Ela lembrou que "as elevadíssimas taxas de inflação dos anos 80 e 90 nos ensinou o poder destrutivo do descontrole de preços". E acrescentou: "a estabilidade da moeda é hoje um valor central da nação".

Dilma garantiu que as despesas do governo federal em seu mandato estão sob controle, com "melhora qualitativa" das contas nos últimos anos, o que implicou uma diminuição da dívida do setor público, que caiu para 34% do PIB no ano passado.

"Creio que temos um dos menores índices de endividamento do mundo. Olhando para o futuro, vamos aprimorar o controle das contas estaduais e municipais e fortalecer o preceito da responsabilidade fiscal", prometeu.

Reações

Executivos de empresas brasileiras, como Bradesco, Embraer e Itaú, saíram da sala dizendo-se convencidos de que a direção do governo é correta. Do lado dos estrangeiros, a reação, em geral, foi positiva, mas com algumas ressalvas. Gerard Hartsink, por exemplo, presidente do banco CLS International, afirmou que continua muito positivo em relação ao Brasil, mas disse que a economia ainda não esta aberta e há barreiras para investidores estrangeiros.

Antes de fazer seu pronunciamento, Dilma se reuniu com o presidente da Saab, Hakan Buskhe. Eles discutiram detalhes do contrato de fornecimento dos 36 caças comprados pelo Brasil da empresa sueca para renovar a frota da FAB.

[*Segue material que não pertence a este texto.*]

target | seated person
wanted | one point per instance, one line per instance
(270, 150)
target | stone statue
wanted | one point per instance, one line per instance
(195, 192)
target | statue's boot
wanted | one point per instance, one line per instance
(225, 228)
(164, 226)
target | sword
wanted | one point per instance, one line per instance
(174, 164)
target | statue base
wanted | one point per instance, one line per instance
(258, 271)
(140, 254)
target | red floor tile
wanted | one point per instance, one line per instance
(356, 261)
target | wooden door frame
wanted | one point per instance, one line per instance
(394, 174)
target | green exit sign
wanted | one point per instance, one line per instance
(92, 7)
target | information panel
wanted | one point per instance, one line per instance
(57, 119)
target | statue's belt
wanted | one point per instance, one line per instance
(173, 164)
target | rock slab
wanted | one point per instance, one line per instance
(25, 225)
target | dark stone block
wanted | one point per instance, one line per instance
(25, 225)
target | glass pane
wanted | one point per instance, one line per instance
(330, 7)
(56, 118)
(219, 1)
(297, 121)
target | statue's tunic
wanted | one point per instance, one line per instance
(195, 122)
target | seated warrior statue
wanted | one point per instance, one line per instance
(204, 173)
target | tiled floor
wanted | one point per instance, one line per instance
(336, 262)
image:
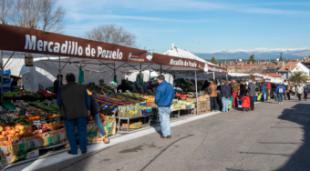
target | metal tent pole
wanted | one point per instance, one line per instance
(196, 94)
(1, 74)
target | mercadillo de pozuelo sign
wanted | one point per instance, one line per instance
(21, 39)
(177, 61)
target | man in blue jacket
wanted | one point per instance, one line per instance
(164, 97)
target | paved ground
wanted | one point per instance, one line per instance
(274, 137)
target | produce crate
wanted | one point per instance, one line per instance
(136, 125)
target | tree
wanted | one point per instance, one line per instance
(213, 60)
(252, 59)
(38, 14)
(281, 56)
(112, 34)
(298, 77)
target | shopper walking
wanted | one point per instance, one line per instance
(213, 96)
(58, 84)
(300, 90)
(163, 98)
(226, 94)
(74, 104)
(243, 89)
(306, 91)
(252, 93)
(268, 87)
(264, 91)
(94, 111)
(280, 90)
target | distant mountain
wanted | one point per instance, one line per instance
(262, 54)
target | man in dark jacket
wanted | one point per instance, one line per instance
(226, 94)
(252, 93)
(163, 98)
(74, 104)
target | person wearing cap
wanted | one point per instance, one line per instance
(74, 105)
(252, 93)
(163, 99)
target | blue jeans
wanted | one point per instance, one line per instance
(265, 96)
(99, 124)
(79, 124)
(164, 118)
(225, 102)
(280, 97)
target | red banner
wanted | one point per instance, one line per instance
(177, 61)
(35, 41)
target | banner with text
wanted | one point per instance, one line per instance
(35, 41)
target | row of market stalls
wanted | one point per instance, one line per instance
(272, 78)
(30, 120)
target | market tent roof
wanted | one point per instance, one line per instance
(28, 40)
(178, 52)
(168, 62)
(235, 74)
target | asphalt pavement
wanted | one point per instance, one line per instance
(273, 137)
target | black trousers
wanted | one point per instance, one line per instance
(252, 102)
(288, 96)
(214, 105)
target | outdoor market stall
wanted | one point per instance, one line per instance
(29, 126)
(31, 121)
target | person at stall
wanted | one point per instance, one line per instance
(252, 94)
(74, 105)
(57, 84)
(94, 111)
(14, 83)
(306, 91)
(288, 89)
(226, 94)
(243, 89)
(212, 90)
(163, 99)
(268, 87)
(280, 92)
(300, 91)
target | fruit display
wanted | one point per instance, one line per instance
(181, 96)
(135, 125)
(21, 95)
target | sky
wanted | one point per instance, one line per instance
(197, 25)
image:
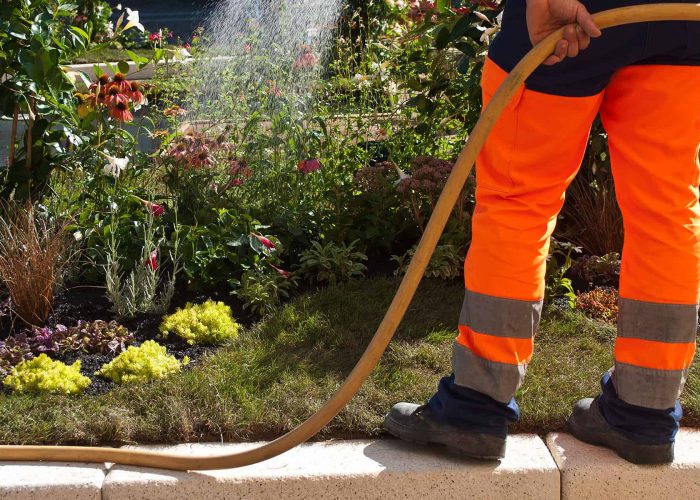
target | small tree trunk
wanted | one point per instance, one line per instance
(30, 142)
(13, 133)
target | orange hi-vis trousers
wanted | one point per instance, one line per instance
(652, 116)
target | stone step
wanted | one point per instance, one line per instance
(594, 472)
(384, 469)
(55, 481)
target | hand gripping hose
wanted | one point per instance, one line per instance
(397, 309)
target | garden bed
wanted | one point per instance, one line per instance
(284, 368)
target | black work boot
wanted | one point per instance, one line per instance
(413, 423)
(588, 425)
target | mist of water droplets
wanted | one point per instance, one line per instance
(261, 48)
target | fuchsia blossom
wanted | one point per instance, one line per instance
(265, 241)
(156, 210)
(152, 261)
(308, 166)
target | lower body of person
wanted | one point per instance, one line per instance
(644, 82)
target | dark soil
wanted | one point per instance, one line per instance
(90, 304)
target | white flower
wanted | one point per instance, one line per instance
(382, 70)
(363, 81)
(487, 32)
(115, 166)
(132, 20)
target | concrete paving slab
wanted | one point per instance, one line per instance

Depois de seu discurso, Dilma participa de um encontro com o Conselho Internacional de Mídia do Fórum Econômico Mundial e mantém audiências com vários executivos − Carlos Brito, CEO da AB InBev; Thomas Montag, CEO do Bank of America Merrill Lynch; Paul Polman, diretor-executivo da Unilever; e Joseph Jimenez, diretor-executivo da Novartis. A presidente retorna a Zurique às 21h30 (18h30 em Brasília).